Versioned checkpoint manifest (portable across tools that understand format).

afterimage_version: str | None

created_at: str

format: Literal['opensimula']

format_version: str

instruction_y_sha256: str

model_config = {}: Configuration for the model, should be a dictionary conforming to [ConfigDict][pydantic.config.ConfigDict].

producer: Literal['afterimage']

run_config_file: str | None

sampling_strategy_file: str | None

sampling_strategy_sha256: str | None

taxonomy_bundle_file: str

taxonomy_bundle_sha256: str

afterimage.simula.save_checkpoint(checkpoint_root: Path | str, *, bundle: TaxonomyBundle, sampling_strategy: SamplingStrategySpec | None = None, run_config: OpenSimulaRunConfig | None = None, validate_taxonomies: bool = True) → OpenSimulaManifest[source]

Write opensimula/ under checkpoint_root and return the manifest.

Equivalent to using Checkpointer with bundle.save / spec.save / Checkpointer.write_run_config().

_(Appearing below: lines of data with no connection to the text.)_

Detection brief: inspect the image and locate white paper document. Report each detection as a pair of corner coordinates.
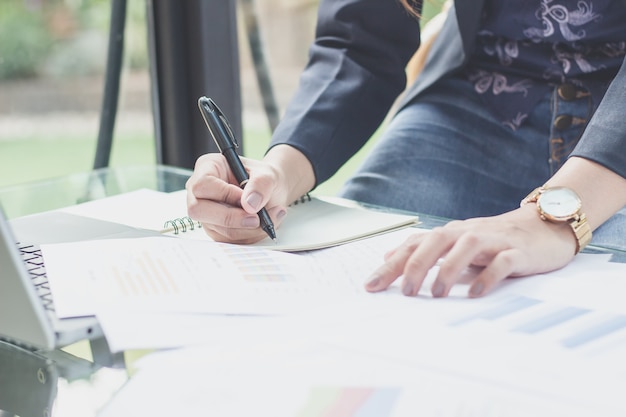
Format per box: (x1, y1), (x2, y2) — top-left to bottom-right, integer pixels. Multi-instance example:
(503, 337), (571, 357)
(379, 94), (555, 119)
(42, 237), (380, 317)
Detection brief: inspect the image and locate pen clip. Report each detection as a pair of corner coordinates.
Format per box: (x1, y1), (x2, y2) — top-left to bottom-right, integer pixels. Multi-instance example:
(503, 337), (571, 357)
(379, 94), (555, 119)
(206, 98), (239, 148)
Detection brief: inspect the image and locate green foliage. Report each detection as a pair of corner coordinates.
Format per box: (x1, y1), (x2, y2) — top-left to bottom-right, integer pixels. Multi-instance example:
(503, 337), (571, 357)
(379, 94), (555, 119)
(0, 0), (50, 80)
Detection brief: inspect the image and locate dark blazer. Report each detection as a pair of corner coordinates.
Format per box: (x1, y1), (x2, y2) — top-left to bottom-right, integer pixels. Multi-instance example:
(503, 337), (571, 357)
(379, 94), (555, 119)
(271, 0), (626, 185)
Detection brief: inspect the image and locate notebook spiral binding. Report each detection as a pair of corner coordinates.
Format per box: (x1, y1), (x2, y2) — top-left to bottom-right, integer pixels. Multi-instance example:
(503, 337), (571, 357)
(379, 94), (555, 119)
(163, 216), (202, 235)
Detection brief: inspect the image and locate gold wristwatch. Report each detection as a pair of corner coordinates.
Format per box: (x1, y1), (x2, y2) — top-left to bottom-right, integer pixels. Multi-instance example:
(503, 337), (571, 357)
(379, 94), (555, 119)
(520, 187), (591, 253)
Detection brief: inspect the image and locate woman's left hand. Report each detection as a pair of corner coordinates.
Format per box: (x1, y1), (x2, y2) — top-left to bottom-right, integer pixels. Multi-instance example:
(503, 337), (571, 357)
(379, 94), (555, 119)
(365, 204), (576, 297)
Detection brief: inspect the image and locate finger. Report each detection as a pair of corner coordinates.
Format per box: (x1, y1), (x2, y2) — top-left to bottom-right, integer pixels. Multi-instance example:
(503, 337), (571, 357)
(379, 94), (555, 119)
(468, 249), (525, 298)
(241, 164), (277, 213)
(431, 232), (498, 297)
(202, 202), (286, 244)
(365, 235), (420, 292)
(402, 227), (458, 296)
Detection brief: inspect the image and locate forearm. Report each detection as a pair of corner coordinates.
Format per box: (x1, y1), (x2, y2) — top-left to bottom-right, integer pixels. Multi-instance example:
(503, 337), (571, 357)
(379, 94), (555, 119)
(546, 157), (626, 230)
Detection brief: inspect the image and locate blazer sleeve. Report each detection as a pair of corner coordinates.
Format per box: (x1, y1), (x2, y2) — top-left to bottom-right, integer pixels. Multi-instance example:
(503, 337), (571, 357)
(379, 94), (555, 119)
(270, 0), (419, 185)
(570, 55), (626, 178)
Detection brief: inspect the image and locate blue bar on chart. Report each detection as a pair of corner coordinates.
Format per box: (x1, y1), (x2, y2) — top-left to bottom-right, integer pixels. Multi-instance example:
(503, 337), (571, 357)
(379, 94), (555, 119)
(513, 307), (591, 334)
(450, 296), (542, 326)
(561, 316), (626, 349)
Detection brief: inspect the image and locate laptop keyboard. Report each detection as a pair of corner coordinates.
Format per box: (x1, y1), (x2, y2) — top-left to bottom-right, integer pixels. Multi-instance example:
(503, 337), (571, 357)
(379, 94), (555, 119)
(17, 243), (54, 311)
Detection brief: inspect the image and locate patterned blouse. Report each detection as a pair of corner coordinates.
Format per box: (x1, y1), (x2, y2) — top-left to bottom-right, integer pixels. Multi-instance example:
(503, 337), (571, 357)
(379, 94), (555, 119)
(466, 0), (626, 130)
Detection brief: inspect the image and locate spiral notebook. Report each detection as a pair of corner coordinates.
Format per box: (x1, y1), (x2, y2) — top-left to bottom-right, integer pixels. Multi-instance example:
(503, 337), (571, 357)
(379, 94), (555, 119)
(58, 189), (418, 252)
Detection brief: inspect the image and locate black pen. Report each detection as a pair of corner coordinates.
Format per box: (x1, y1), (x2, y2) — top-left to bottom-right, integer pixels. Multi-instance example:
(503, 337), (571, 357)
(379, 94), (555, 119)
(198, 97), (276, 241)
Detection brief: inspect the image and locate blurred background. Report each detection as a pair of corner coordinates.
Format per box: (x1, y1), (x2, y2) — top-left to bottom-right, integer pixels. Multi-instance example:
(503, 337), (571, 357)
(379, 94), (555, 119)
(0, 0), (441, 194)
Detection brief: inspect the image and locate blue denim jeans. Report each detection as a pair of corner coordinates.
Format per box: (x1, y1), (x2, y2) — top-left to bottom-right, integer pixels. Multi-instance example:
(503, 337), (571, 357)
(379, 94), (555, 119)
(340, 78), (626, 250)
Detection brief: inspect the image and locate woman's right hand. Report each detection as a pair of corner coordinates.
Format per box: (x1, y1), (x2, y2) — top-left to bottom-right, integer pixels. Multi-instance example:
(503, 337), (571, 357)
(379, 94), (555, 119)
(185, 145), (313, 244)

afterimage.simula.load_checkpoint(checkpoint_root: Path | str, *, verify_digests: bool = True, validate_taxonomies: bool = True) → SimulaCheckpoint[source]: Load opensimula/ from checkpoint_root.

afterimage.simula.push_checkpoint_to_hub(checkpoint_root: Path | str, repo_id: str, *, repo_type: Literal['dataset', 'model', 'space'] = 'dataset', token: str | None = None, commit_message: str | None = None, private: bool = False, path_in_repo: str = 'opensimula', dataset_card: str | None = None) → str[source]

Upload local opensimula/ to the Hub under path_in_repo (default opensimula).

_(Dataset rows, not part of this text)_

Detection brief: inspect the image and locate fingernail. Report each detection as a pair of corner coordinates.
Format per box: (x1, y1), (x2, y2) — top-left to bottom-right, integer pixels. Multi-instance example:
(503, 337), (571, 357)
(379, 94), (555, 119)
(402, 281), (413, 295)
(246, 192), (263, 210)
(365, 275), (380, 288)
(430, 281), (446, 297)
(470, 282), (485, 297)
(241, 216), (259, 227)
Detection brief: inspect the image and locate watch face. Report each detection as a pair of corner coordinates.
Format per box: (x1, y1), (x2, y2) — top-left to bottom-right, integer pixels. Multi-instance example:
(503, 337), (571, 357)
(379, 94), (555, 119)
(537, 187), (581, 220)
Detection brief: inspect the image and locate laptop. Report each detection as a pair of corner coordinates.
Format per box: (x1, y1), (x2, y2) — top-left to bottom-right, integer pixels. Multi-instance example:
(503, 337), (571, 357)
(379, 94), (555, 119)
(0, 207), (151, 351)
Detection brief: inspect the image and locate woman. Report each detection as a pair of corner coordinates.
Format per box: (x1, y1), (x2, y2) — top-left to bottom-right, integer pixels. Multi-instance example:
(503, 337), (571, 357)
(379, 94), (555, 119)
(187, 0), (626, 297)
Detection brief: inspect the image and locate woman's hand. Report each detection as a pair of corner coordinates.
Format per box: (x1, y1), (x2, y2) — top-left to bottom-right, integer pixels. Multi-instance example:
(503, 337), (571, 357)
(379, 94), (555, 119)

Same as Checkpointer(checkpoint_root).push_to_hub(...). Returns the canonical repo URL.

afterimage.simula.pull_checkpoint_from_hub(repo_id: str, checkpoint_root: Path | str, *, repo_type: Literal['dataset', 'model', 'space'] = 'dataset', revision: str | None = None, token: str | None = None, path_in_repo: str = 'opensimula') → Path[source]

Download path_in_repo/** from the Hub into checkpoint_root (merging with snapshot_download).

Returns opensimula_dir(checkpoint_root).

afterimage.simula.append_datapoints_jsonl(path: Path | str, records: Iterable[DataPointRecord], *, mkdir: bool = True) → int[source]

Append each record as one JSON line. Creates parent directories when mkdir is true.

Returns the number of lines written.

afterimage.simula.configure_example_console(*, simula_level: int = 30, root_level: int = 30) → None[source]

One-line setup for example scripts: quiet root, optional simula detail, no httpx spam.

Use simula_level=logging.INFO when you want afterimage.simula DEBUG/INFO without tqdm (e.g. show_progress=False on build_taxonomy).

afterimage.simula.silence_noisy_third_party_loggers(level: int = 30) → None[source]: Turn down chatty HTTP and google-genai log lines during OpenSimula runs.